Async hazard: MMAP is blocking IO

What “blocking” means here

  • Major subthread on terminology: some equate “blocking” with any synchronous operation; others reserve it for when a thread is descheduled (e.g., waiting on I/O or kernel events).
  • In async/cooperative runtimes, “blocking” is mainly about when control returns to the executor; a memory access that may trigger disk I/O is problematic if it cannot yield.
  • There’s confusion when people call all memory reads “blocking”; others argue that cached reads are synchronous but not meaningfully “blocking” for async design.

mmap and async runtimes

  • mmap makes file data look like memory, but page faults can take disk‑like latency while being invisible to the async scheduler.
  • With cooperative scheduling, a page fault can stall the whole executor thread even though the kernel only blocks the faulting OS thread.
  • This is framed by some as a limitation of mmap, by others as a fundamental tradeoff of cooperative user‑space scheduling.
  • Some suggest OS or language features (userfaultfd, async “prefetch” or async memcpy, madvise/io_uring patterns) to separate “schedule I/O” from “consume data,” but these are nontrivial.

Performance characteristics & tuning

  • mmap is powerful but has a wide gap between best and worst case; this complicates benchmarking and tail‑latency control.
  • Sequential preloading or MAP_POPULATE, MADV_* hints, and mlock/MAP_LOCKED can help, but are not guarantees.
  • Random access patterns could yield even worse behavior than shown in the article.
  • For some workloads (e.g., preloading at startup when memory is ample), mmap can be effectively non‑blocking in practice.

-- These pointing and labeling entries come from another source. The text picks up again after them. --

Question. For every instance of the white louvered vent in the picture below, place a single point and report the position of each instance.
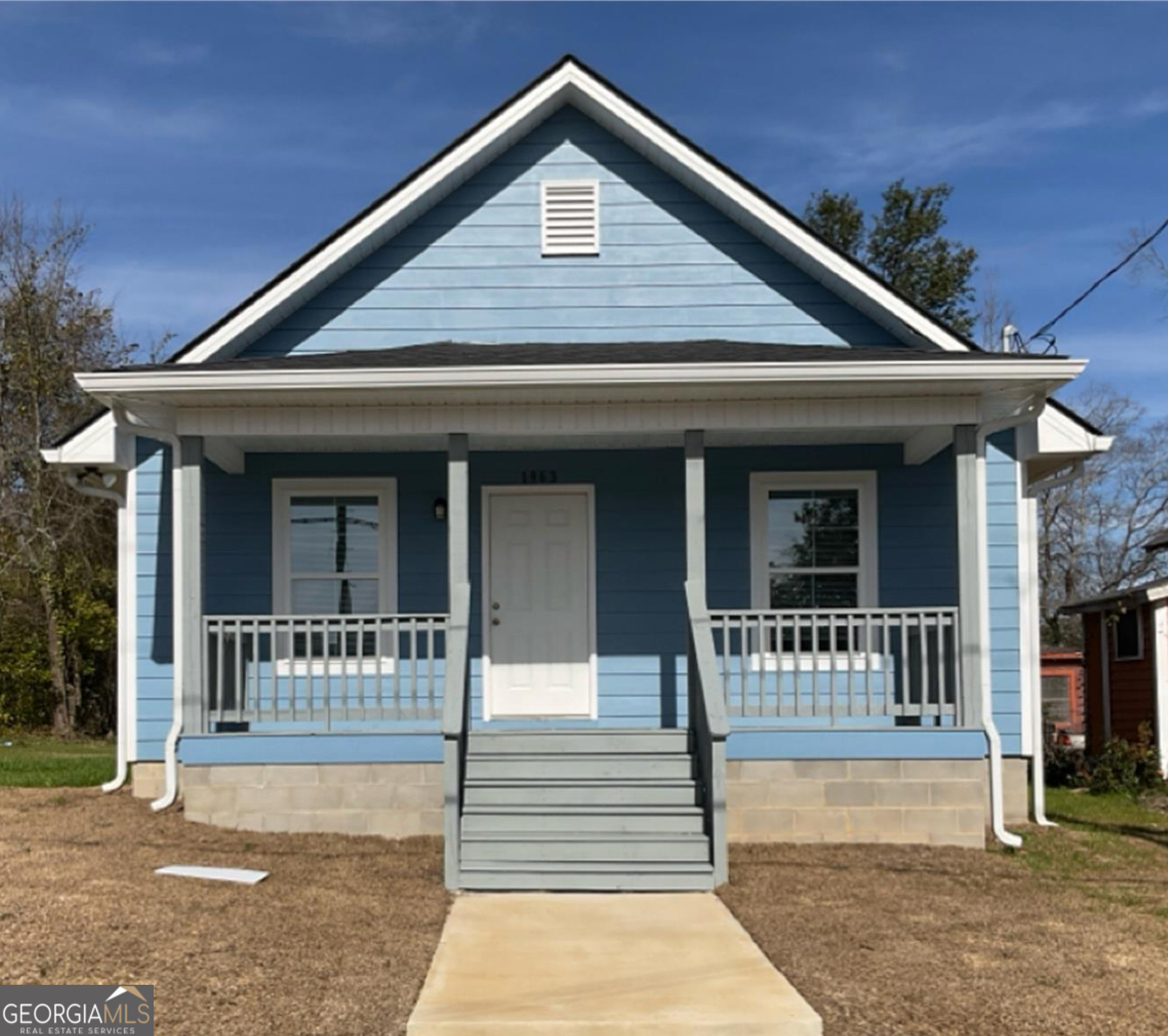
(569, 218)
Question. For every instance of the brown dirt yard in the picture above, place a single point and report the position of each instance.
(1055, 939)
(1067, 937)
(337, 941)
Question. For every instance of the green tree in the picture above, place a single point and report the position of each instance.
(903, 243)
(56, 547)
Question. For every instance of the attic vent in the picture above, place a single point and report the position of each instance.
(570, 218)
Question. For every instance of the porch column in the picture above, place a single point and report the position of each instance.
(458, 512)
(695, 508)
(971, 569)
(188, 557)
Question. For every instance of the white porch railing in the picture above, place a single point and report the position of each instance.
(321, 672)
(841, 667)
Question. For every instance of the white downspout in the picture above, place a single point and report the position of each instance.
(169, 752)
(1029, 411)
(108, 493)
(1039, 775)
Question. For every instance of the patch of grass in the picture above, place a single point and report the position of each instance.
(1110, 847)
(36, 760)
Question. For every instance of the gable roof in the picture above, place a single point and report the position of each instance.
(570, 81)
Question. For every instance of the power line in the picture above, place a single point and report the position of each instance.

Error handling and reliability

  • mmap can turn latent I/O or media errors into SIGBUS at arbitrary code locations, not just explicit read/write calls.
  • On POSIX, SIGBUS is the main failure mode; comparison is drawn with -EIO/-ENOMEM from syscalls.
  • Debate over practicality: some say most programs would treat either as fatal; others argue explicit errors from read/write are easier to contextualize and handle gracefully than signal‑based failures.

Threads vs async

  • One camp sees this as an argument for “just use threads”: preemptive scheduling naturally hides page faults.
  • Others counter that async brings substantial benefits for I/O‑bound servers and can be made resilient if runtimes detect blocked workers and inject more threads (examples discussed from other ecosystems).
  • General advice: don’t casually mix mmap with cooperative async unless you understand the interaction; mmap is viewed as an expert‑level tool.